FIGURE 8.20 Sonogram demonstrating a short-axis view of an infraspinatus muscle with partial denervation (image on the left) in contrast with the normal side on the right. In this case, the neuropathy is not severe to the extent that there is complete loss of muscle substance. The use of side-to-side comparisons allows the identification of a more hyperechoic (brighter) appearance of the muscle on the affected side.

Myopathy

Muscle abnormalities are different in most myopathies than in neurogenic denervation. Similar to neurogenic atrophy, the muscle echotexture is generally more hyperechoic (bright) compared to normal muscle (Figure 8.21). This is due to the loss of normal muscle tissue as well as the interposition of fatty tissue, fibrosis and in some circumstances, inflammatory mediators. A difference from neurogenic atrophy is that in myopathy, there is usually relative preservation of muscle size. Most myopathies are generalized and relatively symmetrical so side-to-side comparisons are rarely helpful and the muscle echotexture should generally be compared to an established standard reference when available. Some myopathies have focal areas of relative involvement and sparing, which can be readily distinguished on ultrasound. This makes ultrasound a useful tool for determining areas of involvement, which can help with myopathy identification.

FIGURE 8.21 Split-screen image sonogram demonstrating the difference in muscle echotexture in an individual with fascio-scapular humeral dystrophy (FSH) (image on the left) compared to that seen in an unaffected individual (image on the right). Note the hyperechoic (bright) appearance of the muscle of the individual with FSH (red arrows) relative to the normal comparison (yellow arrows).

Anomolous, Congenitally Absent, and Accessory Muscles

Anomolous, accessory, or congenitally absent muscles are not considered pathologic; however, their identification can provide clarification in pathologic circumstances. Patients are often unaware of these variations unless there is abnormal shape causing concern for tumor.

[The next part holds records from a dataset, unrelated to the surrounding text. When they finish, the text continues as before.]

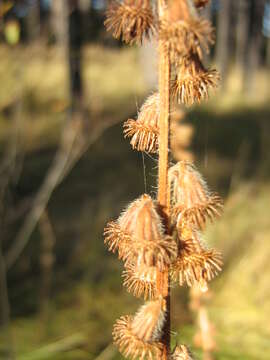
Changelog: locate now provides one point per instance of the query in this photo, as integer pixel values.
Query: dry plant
(159, 240)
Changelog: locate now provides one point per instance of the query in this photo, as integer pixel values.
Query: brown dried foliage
(185, 37)
(193, 81)
(145, 130)
(195, 265)
(201, 3)
(130, 345)
(192, 201)
(149, 320)
(181, 353)
(141, 281)
(130, 20)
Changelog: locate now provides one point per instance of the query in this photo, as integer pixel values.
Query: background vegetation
(61, 293)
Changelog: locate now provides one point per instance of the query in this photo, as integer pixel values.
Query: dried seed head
(130, 345)
(193, 81)
(145, 130)
(196, 268)
(180, 137)
(185, 37)
(181, 353)
(193, 203)
(148, 322)
(141, 281)
(149, 245)
(132, 20)
(118, 233)
(116, 239)
(138, 235)
(157, 252)
(201, 3)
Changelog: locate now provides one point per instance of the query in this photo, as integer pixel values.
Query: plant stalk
(163, 186)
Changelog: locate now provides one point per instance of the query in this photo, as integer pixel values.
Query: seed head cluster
(160, 246)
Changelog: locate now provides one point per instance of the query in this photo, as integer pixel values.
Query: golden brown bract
(141, 281)
(149, 320)
(130, 345)
(193, 81)
(181, 352)
(192, 202)
(131, 20)
(195, 265)
(145, 130)
(185, 37)
(138, 236)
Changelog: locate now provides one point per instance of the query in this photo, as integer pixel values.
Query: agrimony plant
(159, 240)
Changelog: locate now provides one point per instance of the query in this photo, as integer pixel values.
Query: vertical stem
(163, 190)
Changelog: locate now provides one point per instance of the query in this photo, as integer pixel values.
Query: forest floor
(231, 149)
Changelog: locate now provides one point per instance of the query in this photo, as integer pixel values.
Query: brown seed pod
(159, 252)
(145, 130)
(130, 345)
(193, 81)
(181, 353)
(131, 20)
(195, 267)
(141, 281)
(116, 239)
(185, 37)
(118, 234)
(138, 236)
(192, 201)
(200, 3)
(149, 320)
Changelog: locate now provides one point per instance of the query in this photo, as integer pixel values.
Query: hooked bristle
(144, 131)
(130, 345)
(192, 201)
(185, 37)
(141, 281)
(193, 81)
(149, 320)
(130, 20)
(181, 352)
(116, 239)
(201, 3)
(153, 252)
(196, 268)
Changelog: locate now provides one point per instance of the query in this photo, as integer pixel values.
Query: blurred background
(65, 170)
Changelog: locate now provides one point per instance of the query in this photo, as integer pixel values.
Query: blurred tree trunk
(5, 332)
(75, 37)
(242, 32)
(67, 27)
(33, 21)
(223, 35)
(254, 46)
(46, 264)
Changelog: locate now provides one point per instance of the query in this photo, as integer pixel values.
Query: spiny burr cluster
(160, 246)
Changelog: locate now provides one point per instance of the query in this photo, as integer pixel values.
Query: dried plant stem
(163, 187)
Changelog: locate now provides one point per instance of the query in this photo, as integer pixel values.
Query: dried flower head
(201, 3)
(132, 20)
(118, 234)
(195, 265)
(149, 320)
(185, 37)
(193, 203)
(138, 235)
(145, 130)
(158, 252)
(193, 81)
(181, 353)
(141, 280)
(130, 345)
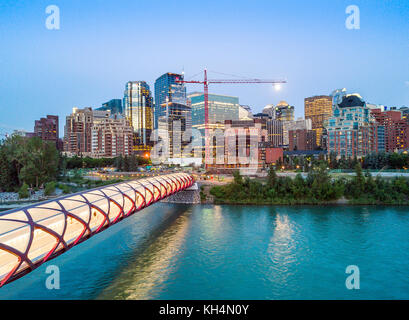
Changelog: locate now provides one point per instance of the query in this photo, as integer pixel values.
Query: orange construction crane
(206, 83)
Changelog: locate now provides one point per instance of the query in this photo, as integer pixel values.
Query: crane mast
(206, 83)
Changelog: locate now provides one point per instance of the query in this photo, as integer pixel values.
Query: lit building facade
(318, 109)
(47, 129)
(299, 124)
(396, 129)
(302, 139)
(176, 127)
(111, 137)
(245, 142)
(77, 130)
(138, 110)
(284, 112)
(352, 132)
(113, 105)
(167, 89)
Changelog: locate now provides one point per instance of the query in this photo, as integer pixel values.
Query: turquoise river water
(170, 251)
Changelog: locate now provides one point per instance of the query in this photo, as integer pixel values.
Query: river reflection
(146, 275)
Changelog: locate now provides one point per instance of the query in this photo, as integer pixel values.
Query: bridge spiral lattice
(32, 235)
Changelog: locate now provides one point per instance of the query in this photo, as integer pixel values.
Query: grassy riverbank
(318, 188)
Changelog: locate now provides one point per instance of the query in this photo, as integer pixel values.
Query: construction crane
(206, 83)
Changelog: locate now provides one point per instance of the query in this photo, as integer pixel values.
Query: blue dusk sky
(103, 44)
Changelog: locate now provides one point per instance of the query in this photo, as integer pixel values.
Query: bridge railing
(32, 235)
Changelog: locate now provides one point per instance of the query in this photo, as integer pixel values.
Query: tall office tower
(302, 139)
(284, 112)
(396, 129)
(241, 145)
(220, 109)
(138, 110)
(299, 124)
(113, 105)
(47, 129)
(176, 126)
(245, 113)
(274, 127)
(111, 137)
(352, 131)
(167, 89)
(269, 110)
(77, 130)
(318, 109)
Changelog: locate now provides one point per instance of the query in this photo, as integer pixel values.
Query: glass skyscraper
(138, 109)
(168, 90)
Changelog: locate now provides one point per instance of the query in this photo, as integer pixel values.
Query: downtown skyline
(84, 63)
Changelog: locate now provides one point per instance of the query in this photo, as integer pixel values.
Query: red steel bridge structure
(33, 235)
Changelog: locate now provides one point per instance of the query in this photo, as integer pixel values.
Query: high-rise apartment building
(77, 130)
(138, 110)
(111, 137)
(302, 139)
(299, 124)
(113, 105)
(318, 109)
(167, 89)
(274, 127)
(95, 133)
(352, 132)
(176, 127)
(220, 108)
(47, 129)
(284, 112)
(396, 129)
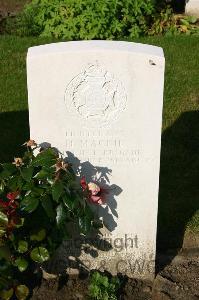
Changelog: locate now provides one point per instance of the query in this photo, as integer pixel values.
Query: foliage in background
(169, 24)
(103, 288)
(86, 19)
(102, 19)
(39, 197)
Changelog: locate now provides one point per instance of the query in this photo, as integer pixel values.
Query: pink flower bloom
(95, 194)
(93, 188)
(12, 195)
(83, 183)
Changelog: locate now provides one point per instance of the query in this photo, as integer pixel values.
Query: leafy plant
(39, 196)
(103, 288)
(169, 24)
(86, 19)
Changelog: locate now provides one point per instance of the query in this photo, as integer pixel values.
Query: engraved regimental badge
(95, 96)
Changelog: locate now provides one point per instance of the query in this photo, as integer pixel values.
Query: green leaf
(29, 204)
(46, 158)
(41, 174)
(3, 218)
(69, 203)
(39, 236)
(39, 254)
(6, 294)
(26, 173)
(191, 19)
(57, 190)
(5, 252)
(2, 231)
(9, 167)
(61, 214)
(22, 292)
(84, 224)
(22, 246)
(46, 202)
(21, 264)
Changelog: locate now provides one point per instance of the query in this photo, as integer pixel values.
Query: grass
(179, 174)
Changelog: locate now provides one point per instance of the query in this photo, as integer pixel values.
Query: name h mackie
(106, 243)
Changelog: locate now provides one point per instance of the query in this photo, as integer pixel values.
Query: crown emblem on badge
(96, 96)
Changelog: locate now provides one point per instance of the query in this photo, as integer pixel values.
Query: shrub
(102, 287)
(40, 197)
(86, 19)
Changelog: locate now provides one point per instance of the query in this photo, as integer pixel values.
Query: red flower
(83, 183)
(12, 195)
(10, 206)
(3, 203)
(95, 194)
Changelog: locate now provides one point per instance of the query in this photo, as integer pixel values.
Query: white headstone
(101, 101)
(192, 8)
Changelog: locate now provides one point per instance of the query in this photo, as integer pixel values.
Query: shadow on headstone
(179, 182)
(14, 131)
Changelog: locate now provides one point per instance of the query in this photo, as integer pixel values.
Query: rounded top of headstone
(79, 46)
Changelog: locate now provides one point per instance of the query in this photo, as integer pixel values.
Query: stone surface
(192, 8)
(100, 104)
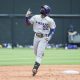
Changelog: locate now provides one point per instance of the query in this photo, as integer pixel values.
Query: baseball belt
(40, 35)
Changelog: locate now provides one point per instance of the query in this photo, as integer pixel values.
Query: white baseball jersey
(42, 25)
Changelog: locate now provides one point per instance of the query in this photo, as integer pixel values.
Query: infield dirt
(45, 72)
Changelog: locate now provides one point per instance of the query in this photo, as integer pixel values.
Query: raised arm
(28, 15)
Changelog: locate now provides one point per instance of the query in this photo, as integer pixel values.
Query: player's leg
(36, 65)
(35, 45)
(40, 52)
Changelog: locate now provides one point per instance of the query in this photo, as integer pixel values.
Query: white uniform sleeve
(32, 19)
(52, 24)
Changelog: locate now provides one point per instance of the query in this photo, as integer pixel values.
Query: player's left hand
(28, 13)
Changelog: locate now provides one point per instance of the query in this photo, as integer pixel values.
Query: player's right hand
(28, 13)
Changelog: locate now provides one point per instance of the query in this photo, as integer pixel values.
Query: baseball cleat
(34, 72)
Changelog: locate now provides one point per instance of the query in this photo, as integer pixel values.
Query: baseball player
(44, 28)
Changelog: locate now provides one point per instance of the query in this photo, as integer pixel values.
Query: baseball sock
(36, 65)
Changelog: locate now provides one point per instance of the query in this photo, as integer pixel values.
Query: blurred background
(15, 33)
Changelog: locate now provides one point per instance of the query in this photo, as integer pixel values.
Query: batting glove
(28, 13)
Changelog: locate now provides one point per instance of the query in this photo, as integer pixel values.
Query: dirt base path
(46, 72)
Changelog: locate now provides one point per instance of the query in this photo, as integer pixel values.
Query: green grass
(26, 56)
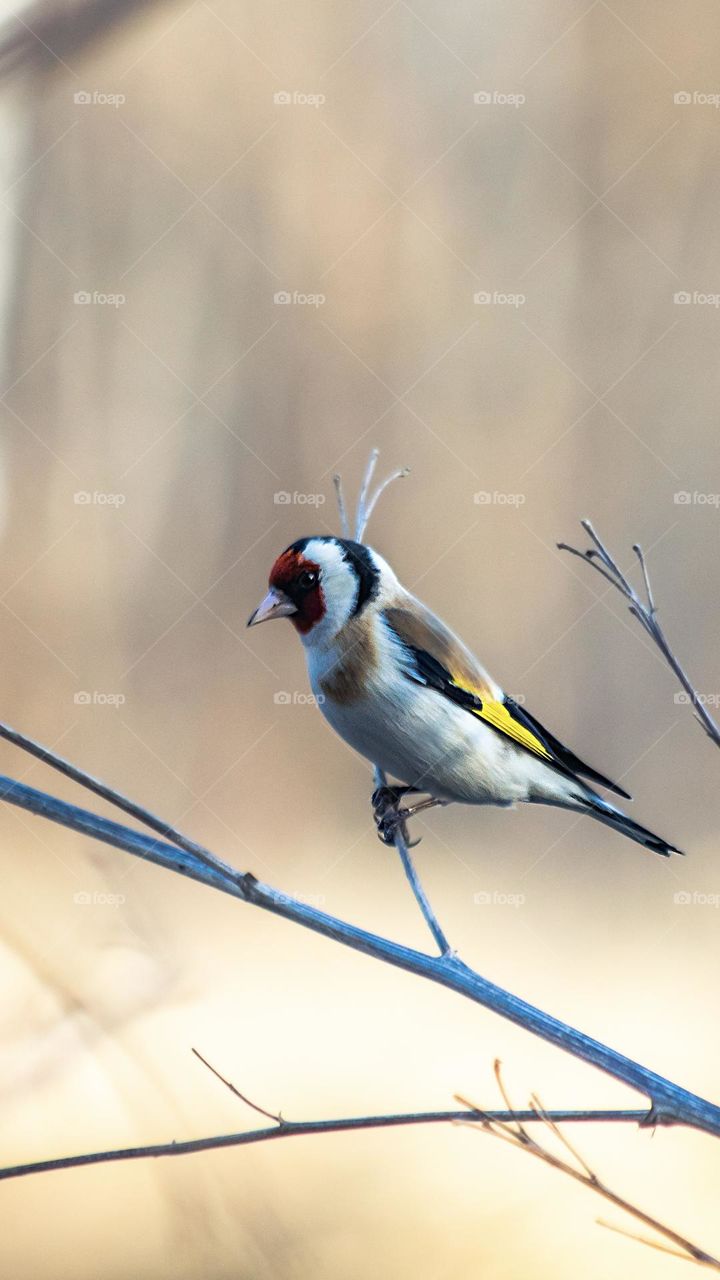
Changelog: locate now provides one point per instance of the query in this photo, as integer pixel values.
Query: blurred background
(242, 245)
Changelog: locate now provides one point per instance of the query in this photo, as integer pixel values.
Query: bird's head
(320, 584)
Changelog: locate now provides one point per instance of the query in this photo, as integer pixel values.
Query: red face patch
(300, 580)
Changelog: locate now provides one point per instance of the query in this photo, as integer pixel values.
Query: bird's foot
(388, 814)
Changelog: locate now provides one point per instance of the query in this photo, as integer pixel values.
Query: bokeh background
(482, 215)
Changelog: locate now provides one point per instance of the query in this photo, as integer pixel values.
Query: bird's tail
(605, 812)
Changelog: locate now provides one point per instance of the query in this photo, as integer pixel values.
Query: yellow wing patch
(497, 714)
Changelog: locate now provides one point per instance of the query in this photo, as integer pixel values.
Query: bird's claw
(390, 818)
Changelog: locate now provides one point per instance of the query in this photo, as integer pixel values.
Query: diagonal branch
(367, 503)
(578, 1169)
(646, 612)
(304, 1128)
(670, 1104)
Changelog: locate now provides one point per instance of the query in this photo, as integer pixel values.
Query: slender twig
(414, 880)
(646, 613)
(365, 507)
(114, 798)
(228, 1084)
(670, 1104)
(580, 1171)
(304, 1128)
(341, 507)
(361, 513)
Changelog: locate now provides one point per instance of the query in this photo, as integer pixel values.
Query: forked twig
(269, 1115)
(580, 1171)
(304, 1129)
(646, 612)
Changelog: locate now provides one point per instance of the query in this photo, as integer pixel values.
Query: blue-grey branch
(302, 1128)
(670, 1104)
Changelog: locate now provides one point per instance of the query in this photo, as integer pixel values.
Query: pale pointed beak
(276, 604)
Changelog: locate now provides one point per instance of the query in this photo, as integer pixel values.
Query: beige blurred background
(145, 159)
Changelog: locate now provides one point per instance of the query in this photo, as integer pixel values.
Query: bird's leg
(391, 818)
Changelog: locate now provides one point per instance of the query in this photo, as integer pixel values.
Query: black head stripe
(365, 570)
(360, 562)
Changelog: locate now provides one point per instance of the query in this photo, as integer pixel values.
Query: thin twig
(646, 613)
(114, 798)
(670, 1104)
(580, 1171)
(269, 1115)
(361, 517)
(302, 1128)
(414, 880)
(341, 507)
(365, 507)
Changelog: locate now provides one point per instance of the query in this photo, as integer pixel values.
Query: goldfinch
(401, 689)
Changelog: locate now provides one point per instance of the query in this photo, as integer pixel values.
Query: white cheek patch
(340, 586)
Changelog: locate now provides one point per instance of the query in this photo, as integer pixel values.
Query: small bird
(401, 689)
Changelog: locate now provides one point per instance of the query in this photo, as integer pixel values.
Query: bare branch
(304, 1128)
(269, 1115)
(365, 507)
(646, 613)
(670, 1104)
(361, 516)
(341, 507)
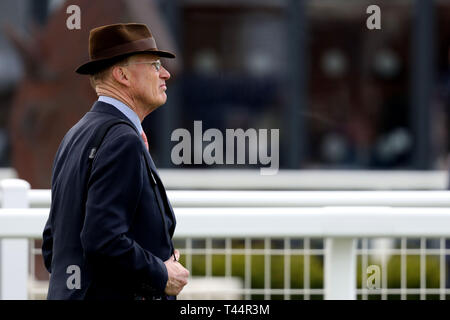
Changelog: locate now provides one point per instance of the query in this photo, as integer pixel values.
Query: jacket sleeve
(114, 190)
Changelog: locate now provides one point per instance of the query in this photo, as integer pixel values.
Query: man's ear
(121, 75)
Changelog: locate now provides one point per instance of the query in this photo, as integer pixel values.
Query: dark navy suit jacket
(114, 234)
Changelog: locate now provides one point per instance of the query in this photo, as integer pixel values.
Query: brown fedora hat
(110, 43)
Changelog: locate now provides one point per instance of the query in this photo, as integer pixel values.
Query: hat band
(137, 45)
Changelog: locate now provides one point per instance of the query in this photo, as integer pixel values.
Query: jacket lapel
(103, 107)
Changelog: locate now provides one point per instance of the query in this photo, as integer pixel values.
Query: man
(109, 232)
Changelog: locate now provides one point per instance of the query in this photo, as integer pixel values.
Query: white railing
(338, 217)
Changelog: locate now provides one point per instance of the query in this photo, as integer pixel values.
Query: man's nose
(164, 74)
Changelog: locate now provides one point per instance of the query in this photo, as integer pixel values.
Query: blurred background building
(343, 96)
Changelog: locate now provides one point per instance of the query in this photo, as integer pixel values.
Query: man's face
(148, 85)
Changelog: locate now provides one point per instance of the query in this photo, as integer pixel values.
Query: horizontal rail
(199, 198)
(247, 179)
(345, 222)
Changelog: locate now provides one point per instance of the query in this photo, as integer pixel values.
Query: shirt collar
(126, 110)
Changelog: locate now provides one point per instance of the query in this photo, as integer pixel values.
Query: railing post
(14, 252)
(340, 269)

Muscles are considered anomalous when they are in a pattern that is a variant of normal anatomy. They are considered accessory when they are additional muscles that are not normally present (Figure 8.22). Ultrasound can be helpful in distinguishing congenitally absent muscles from atrophy and denervation. In all of these circumstances, a detailed knowledge of muscle anatomy, including the normal origins and insertions, and common anatomic variation, is needed in combination with good scanning technique to make accurate conclusions. As with other tissue inspected in a musculoskeletal evaluation, any pathologic findings should always be considered with an appropriate clinical context with information gained in the history and physical examination.

FIGURE 8.22 Sonogram demonstrating an example of an accessory muscle that can be identified with ultrasound. The image is a short-axis view of the ulnar tunnel with an accessory abductor digiti minimi muscle (accessory ADM) seen as a hypoechoic area of muscle overlying the neurovascular structures.